Custou-lhe dizer isto. Criara-se entre os «cherokees». 'raives fosse isso que lhe emprestava a sua aparência tão semelhante à de um índio. Os «cherokees» tinham feito dele um perfeito seguidor de pistas e chamavam-lhe «Beeteia». Mas agora nada disso contava.
Agora era Ken Clayton e não podia ter em conta que a familiar e alta figura de Akasheeta Kis-Klisay fora em tempos seu irmão de sangue. Viera para outra coisa.
— Akasheeta, mataste Benjamin Thorn. Lembras-te?
— Sim.
— Porque o mataste?
— Tínhamos de acabar assim.
Um silêncio. Olharam-se fixamente durante uns segundos. Uns segundos apenas.
— Akasheeta Kis-Klisay, vim buscar-te.
— Bem sei, Ken Clayton.
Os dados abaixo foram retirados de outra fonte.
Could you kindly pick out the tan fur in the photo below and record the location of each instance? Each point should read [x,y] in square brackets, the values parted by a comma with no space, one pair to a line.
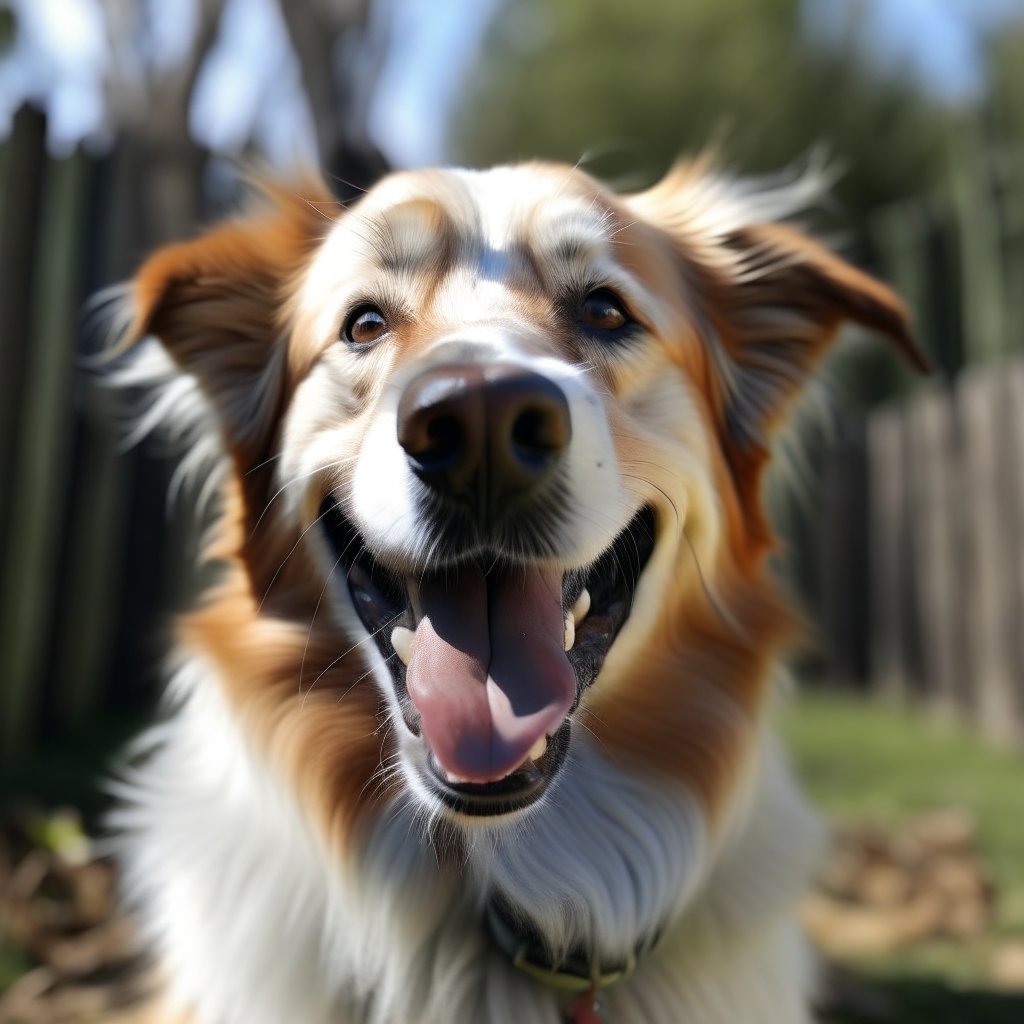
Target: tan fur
[237,308]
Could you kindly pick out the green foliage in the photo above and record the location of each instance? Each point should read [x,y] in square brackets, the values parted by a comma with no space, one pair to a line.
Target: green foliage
[635,85]
[866,761]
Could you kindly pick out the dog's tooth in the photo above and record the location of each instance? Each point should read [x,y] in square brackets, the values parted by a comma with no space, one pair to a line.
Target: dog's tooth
[413,589]
[401,639]
[582,606]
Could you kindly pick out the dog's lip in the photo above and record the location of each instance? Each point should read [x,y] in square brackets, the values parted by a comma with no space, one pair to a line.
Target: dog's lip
[385,599]
[515,792]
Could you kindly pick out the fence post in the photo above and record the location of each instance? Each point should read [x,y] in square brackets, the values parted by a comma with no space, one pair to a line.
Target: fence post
[891,660]
[988,582]
[936,508]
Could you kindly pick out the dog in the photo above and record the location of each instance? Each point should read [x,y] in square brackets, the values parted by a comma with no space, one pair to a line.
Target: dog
[473,723]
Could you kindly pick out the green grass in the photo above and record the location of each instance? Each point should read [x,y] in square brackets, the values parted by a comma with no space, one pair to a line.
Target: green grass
[863,760]
[867,761]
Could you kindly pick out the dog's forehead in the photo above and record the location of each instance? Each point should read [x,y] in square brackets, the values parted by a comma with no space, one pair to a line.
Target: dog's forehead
[502,214]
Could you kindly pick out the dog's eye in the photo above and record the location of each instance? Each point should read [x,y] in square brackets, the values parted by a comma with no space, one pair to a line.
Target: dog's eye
[366,324]
[602,310]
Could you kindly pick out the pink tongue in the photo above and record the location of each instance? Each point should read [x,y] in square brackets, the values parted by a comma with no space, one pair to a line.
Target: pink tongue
[488,675]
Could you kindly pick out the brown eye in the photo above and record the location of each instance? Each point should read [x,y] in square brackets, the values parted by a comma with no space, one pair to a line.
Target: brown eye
[365,325]
[602,310]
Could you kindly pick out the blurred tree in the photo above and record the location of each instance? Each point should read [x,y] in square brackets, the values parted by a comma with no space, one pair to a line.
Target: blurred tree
[634,85]
[1007,91]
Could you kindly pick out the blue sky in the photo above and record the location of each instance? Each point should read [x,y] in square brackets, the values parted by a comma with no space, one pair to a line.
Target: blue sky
[250,86]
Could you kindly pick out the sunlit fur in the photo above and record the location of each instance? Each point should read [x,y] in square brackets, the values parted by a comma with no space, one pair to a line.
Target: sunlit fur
[282,856]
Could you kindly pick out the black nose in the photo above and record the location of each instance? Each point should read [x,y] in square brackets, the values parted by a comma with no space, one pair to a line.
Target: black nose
[483,435]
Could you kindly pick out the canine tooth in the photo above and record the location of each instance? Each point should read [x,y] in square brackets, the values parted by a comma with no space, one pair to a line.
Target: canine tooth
[401,639]
[582,606]
[413,588]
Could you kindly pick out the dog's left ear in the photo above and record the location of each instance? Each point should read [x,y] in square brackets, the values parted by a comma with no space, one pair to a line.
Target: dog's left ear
[767,301]
[219,305]
[775,307]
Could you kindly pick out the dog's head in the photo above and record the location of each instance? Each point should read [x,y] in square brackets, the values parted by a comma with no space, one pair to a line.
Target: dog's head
[496,442]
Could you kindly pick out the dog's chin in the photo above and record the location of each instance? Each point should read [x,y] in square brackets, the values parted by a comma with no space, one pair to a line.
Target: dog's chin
[596,599]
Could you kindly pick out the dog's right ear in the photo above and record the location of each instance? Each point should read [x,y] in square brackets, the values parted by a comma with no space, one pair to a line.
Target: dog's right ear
[219,305]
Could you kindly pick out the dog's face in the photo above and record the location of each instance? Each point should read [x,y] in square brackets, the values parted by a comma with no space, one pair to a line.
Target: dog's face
[497,441]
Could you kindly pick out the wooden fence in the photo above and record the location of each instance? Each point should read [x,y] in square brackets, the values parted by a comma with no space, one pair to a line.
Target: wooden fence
[919,569]
[922,546]
[915,551]
[83,574]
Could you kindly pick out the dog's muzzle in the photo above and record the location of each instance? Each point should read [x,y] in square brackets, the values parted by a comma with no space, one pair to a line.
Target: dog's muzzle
[483,439]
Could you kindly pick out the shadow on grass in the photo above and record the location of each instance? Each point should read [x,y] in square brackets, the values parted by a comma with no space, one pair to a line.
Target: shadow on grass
[857,999]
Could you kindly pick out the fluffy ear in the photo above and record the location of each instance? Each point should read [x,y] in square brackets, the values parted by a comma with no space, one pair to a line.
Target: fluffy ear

Mas não me levarás. Pelo menos não me levarás... vivo. Foste meu irmão de sangue. És o único que tem o direito de me matar. Fá-lo.
O rosto de Ken Clayton contraiu-se. Tornou-se cinzento debaixo da aba do chapéu. Pousou lentamente o copo de cerveja no balcão.
—Não te poderia entregar à forca ainda que quisesse, Akasheeta. Seja. A vida para o mais rápido.
A atmosfera pareceu carregar-se de eletricidade. Durante três segundos exatos as duas figuras permaneceram em completa imobilidade, observando-se. E, de súbito, puseram-se em movimento simultaneamente.
Akasheeta deu um salto para trás. A campainha tilintou baixinho. O revólver pareceu brotar da mão do índio, negro e mortífero. Antes que pudesse, sequer, visar a alta figura de Ken Clayton, os dois «38» deste entraram em ação.
Ninguém soube entender o motivo daquela meteórica velocidade.
Akasheeta era o pistoleiro mais rápido de Preston. Contudo, isso não lhe serviu de nada. Silêncio. O fumo da pólvora dirigia-se lentamente para a porta, arrastado por uma brisa ligeira.
Ken Clayton meteu os revólveres nos coldres com lentidão. Sentia uma tremenda dor física ao ver aquela figura estendida a seus pés. Amaldiçoou naquele momento o impulso que o levara a tornar-se amigo de Benjamin Thorn, a fazer parte dos seus.
Ajoelhou-se junto do cadáver.
Afagou as faces do morto com o rosto rígido como o de um índio, mas sofrendo como se o coração se lhe estivesse a desfazer ao compreender que uma parte de si mesmo morrera também com Akasheeta.
— Lamento, irmão.
Lamentava-o, mas já não podia fazer nada. Ou talvez sim. Os três Scott que andavam pela região tinham arrastado Akasheeta para o caminho de pistoleiro. Se não os tivesse conhecido, Akasheeta -estaria agora nos seus pântanos «cherokees», em vez de morto num «saloon» de Preston. Ergueu-se do chão. Os Scott estavam sentenciados desde aquele instante.